The Hidden Life of Trees, What They Feel, How They Communicate: by Peter Wohlleben
Brent Jones
“The Hidden Life of Trees, What They Feel, How They Communicate”, by Peter Wohlleben, explains why forests matter on a global scale and we learn that “that when trees unite to create a fully functioning forest that the whole is greater than its parts.”
Sociability, especially between trees of the same species, leads to the sharing of food through interconnected root systems to create an ecosystem that allows protection from the elements. A tree is only as strong as the other trees around it, and the creation of a forest allows longer lives for many of the trees. The common root system allows weak and sick trees to be nourished by the stronger ones, and sometimes it is extended to even trees of other species, often just considered competitors.
Trees of the same species grow together best, side by side, achieving the same height. Like good friends they don’t crowd each other but grow their branches out to the tips of the neighboring tree. The trees have their most sturdy branches facing those “non-friends” of other species. The canopy created moderates heat and cold and forms a protected environment where ever tree is important to the community of trees.

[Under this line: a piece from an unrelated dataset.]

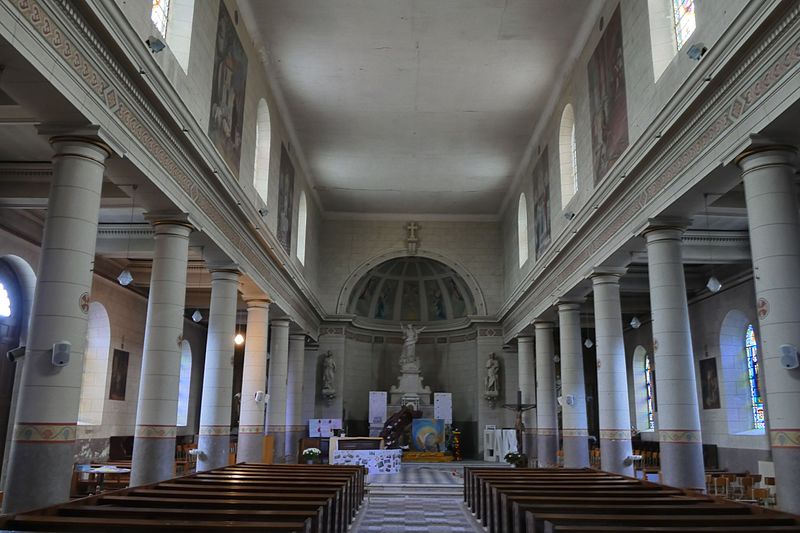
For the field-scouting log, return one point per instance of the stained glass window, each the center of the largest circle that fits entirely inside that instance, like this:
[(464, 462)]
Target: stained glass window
[(159, 14), (574, 153), (648, 381), (5, 302), (683, 21), (753, 364)]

Wohlleben explains that trees communicate with electrical impulses much like humans. When we feel pain in part of our body the electrical impulse travels through the nerves and we instantly feel the pain. With trees the electrical impulses travel at 1/3 of an inch per hour and it can take a hour for the impulse to inform the tree of a problem which might be considered pain. Electrical impulses travel through the root systems to inform of issues with neighbors, sometimes even to and from other species.

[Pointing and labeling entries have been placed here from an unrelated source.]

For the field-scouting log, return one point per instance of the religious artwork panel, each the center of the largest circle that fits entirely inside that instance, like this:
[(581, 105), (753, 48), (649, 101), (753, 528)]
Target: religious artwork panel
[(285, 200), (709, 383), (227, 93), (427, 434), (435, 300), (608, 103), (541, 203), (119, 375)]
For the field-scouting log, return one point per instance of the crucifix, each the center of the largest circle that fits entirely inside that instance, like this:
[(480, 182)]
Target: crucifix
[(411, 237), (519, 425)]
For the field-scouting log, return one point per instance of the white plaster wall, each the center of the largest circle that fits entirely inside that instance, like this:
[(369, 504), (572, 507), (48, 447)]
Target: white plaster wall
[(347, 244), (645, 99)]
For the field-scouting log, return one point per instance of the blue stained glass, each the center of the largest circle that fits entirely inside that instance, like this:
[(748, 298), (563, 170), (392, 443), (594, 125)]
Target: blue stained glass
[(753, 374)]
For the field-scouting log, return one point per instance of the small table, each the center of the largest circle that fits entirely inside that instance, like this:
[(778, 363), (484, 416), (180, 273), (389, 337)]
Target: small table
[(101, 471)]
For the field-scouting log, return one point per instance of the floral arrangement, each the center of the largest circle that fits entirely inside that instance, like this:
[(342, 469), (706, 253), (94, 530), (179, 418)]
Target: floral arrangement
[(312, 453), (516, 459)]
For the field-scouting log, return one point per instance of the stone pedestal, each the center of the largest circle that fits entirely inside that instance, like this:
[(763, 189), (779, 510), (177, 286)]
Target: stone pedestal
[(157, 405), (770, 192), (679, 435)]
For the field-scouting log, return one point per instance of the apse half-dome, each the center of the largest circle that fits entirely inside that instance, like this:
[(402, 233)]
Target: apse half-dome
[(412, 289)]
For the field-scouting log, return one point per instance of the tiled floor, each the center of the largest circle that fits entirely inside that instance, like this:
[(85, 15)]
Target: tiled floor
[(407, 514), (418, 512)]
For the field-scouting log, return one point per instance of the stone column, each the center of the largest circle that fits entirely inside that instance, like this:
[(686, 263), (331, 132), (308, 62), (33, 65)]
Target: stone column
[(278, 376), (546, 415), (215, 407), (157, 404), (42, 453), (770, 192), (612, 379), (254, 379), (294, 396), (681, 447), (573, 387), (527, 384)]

An example of this was found by scientists studying giraffes who were feeding on umbrella thorn acacias. It was clear that the trees didn’t like this at all. It took a few minutes but when this happened the trees started pumping toxic substances into their leaves and of course the giraffes got the message and left. What was amazing is that the trees notified their neighbors of the problem by giving off an ethylene gas as a warning that to neighboring trees of the same species and they then started pumping toxins. The giraffes moved away but had to go at least 100 feet away to begin eating again. The smarter giraffes moved upwind.

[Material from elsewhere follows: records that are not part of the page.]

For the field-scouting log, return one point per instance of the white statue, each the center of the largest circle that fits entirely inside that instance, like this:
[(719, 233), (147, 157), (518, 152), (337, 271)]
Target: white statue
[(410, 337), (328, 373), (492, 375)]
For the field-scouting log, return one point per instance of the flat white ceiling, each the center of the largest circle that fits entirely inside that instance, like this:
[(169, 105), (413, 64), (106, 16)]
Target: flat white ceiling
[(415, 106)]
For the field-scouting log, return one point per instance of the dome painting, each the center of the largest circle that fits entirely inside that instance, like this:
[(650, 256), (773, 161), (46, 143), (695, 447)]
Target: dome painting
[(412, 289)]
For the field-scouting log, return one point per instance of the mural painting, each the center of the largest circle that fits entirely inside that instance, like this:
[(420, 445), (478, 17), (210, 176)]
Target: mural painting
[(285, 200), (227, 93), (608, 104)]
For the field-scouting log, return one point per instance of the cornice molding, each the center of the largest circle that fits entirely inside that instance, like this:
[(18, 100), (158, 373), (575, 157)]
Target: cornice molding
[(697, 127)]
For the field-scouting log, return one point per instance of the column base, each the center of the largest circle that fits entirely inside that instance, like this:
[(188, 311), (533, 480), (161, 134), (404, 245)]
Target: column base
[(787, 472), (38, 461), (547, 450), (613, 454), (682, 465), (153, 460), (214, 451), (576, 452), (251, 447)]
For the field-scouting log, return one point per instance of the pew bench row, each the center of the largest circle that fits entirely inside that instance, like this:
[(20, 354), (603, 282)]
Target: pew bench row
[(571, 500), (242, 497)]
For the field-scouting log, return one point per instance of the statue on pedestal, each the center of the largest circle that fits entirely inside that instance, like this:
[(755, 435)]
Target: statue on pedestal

Beeches, spruce, and oaks were studied Wohlleben and he wrote that when a creature starts nibbling on them they feel pain. When a caterpillar takes a bite out of a leaf, the tissue around the site changes and the leaf tissue sends out electrical signals, just as human tissue does when it is hurt. However, the signal is not transmitted in milliseconds, as human signals are; instead, the plant signal travels at the slow speed of a third of an inch per minute. Accordingly, it takes an hour or so before defensive compounds reach the leaves to spoil the pest’s meal.
Wohlleben shows the complex ways that trees interact with their environment with a story learned with the re-introduction of wolves into Yellowstone National Park.
It all starts with the wolves. Wolves disappeared from Yellowstone, the world’s first national park, in the 1920s. When they left, the entire ecosystem changed. Elk herds in the park increased their numbers and began to make quite a meal of the aspens, willows, and cottonwoods that lined the streams. Vegetation declined and animals that depended on the trees left. The wolves were absent for seventy years. When they returned, the elks’ languorous browsing days were over. As the wolf packs kept the herds on the move, browsing diminished, and the trees sprang back. The roots of cottonwoods and willows once again stabilized stream banks and slowed the flow of water. This, in turn, created space for animals such as beavers to return. These industrious builders could now find the materials they needed to construct their lodges and raise their families. The animals that depended on the riparian meadows came back, as well. The wolves turned out to be better stewards of the land than people, creating conditions that allowed the trees to grow and exert their influence on the landscape.
Peter Wohlleben’s book is ground-breaking in what he has discovered. “He describes the peculiar traits of these gentle, sessile creatures-the braiding of roots, shyness of crowns, wrinkling of tree skin, convergence of stem-rivers-in a manner that elicits and aha! Moment with each chapter.